Ecco perché il punto irrinunciabile della loro esposizione riguarda le indicazioni presenti nella precedente esortazione di Giovanni Paolo II, la Familiaris consortio al numero 84, là dove si dice che i divorziati risposati, vivendo in contraddizione con il Sacramento del matrimonio che resta valido anche se ora si è abbandonato il coniuge, possono accedere alla Comunione solo se si impegnano a vivere astenendosi dai rapporti sessuali.
Gli autori smontano pezzo per pezzo il capitolo ottavo di Amoris Laetitia, e lo ricompongono a loro piacimento, accostandogli qua e là elementi fuori contesto tratti del magistero dei Papi precedenti e da una certa Tradizione, attribuendosi così il ruolo di “novelli padri sinodali e pontefici”, finendo però per capovolgere il testo che vorrebbero commentare.

Alcune affermazioni destano meraviglia, e fanno sorgere il dubbio che gli autori abbiano mai incontrato coppie in nuova unione: “Sebbene l’unione con il coniuge, in alcuni casi, non si possa ristabilire, è meglio non parlare di situazioni irreversibili: la decisione di vivere in modo contrario al vincolo coniugale è, infatti, sempre reversibile” (pag. 93).
Altre invece sono false e tendenziose: “Amoris laetitia è tornata alla terminologia di caso irregolare che si era cercata di evitare nei Sinodi” (pag. 73), oppure paradossali: “Come ci ricorda Papa Francesco già in Evangeli Gaudium, l’Eucarestia non è un premio per i perfetti. In altri termini, la Chiesa non afferma che coloro che ricevono la comunione sono perfetti, né che debbano considerarsi migliori degli altri” (pag. 102).

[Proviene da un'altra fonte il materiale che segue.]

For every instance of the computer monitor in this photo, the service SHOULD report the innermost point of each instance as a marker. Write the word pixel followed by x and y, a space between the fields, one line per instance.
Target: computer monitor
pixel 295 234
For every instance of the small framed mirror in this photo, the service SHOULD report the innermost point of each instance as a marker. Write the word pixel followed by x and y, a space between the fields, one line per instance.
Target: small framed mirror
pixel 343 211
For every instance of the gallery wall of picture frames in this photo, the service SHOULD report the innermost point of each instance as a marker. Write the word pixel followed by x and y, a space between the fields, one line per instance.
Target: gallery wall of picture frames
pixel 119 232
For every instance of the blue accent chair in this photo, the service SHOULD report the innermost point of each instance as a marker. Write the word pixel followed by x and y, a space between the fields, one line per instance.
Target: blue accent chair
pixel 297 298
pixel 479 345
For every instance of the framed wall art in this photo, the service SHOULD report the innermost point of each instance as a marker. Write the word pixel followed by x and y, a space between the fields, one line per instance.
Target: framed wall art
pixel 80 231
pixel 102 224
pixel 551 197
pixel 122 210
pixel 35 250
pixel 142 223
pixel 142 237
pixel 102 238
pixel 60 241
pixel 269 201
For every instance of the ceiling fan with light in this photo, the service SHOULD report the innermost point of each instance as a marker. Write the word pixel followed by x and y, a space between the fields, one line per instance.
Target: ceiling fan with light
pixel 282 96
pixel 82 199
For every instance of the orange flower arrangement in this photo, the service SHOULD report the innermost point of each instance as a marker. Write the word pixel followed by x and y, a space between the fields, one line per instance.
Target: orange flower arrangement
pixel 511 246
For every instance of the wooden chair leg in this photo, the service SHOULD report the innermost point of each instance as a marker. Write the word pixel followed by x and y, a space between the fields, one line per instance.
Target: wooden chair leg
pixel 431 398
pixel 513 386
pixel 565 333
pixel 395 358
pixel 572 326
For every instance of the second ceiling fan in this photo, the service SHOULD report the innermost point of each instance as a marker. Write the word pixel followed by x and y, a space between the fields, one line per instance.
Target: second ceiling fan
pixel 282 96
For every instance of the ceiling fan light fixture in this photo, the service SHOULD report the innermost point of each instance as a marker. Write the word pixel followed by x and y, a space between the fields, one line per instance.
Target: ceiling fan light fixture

Fino al punto di scrivere: “Infatti, la stessa impossibilità di ricevere la comunione è una medicina per i divorziati risposati nel loro cammino verso l’integrazione (…) è chiaro che se si accostassero alla comunione darebbero un cattivo esempio: i giovani capirebbero che il loro amore non è per sempre, che ci sono casi in cui la Chiesa smetterebbe di lottare per difendere il loro vincolo” (pag. 117).

La lettura di questo saggio lascia davvero affranti; possa la sapienza dell’Ikea offrirci gli strumenti per ricomporre ciò che in questo testo è andato definitivamente perduto.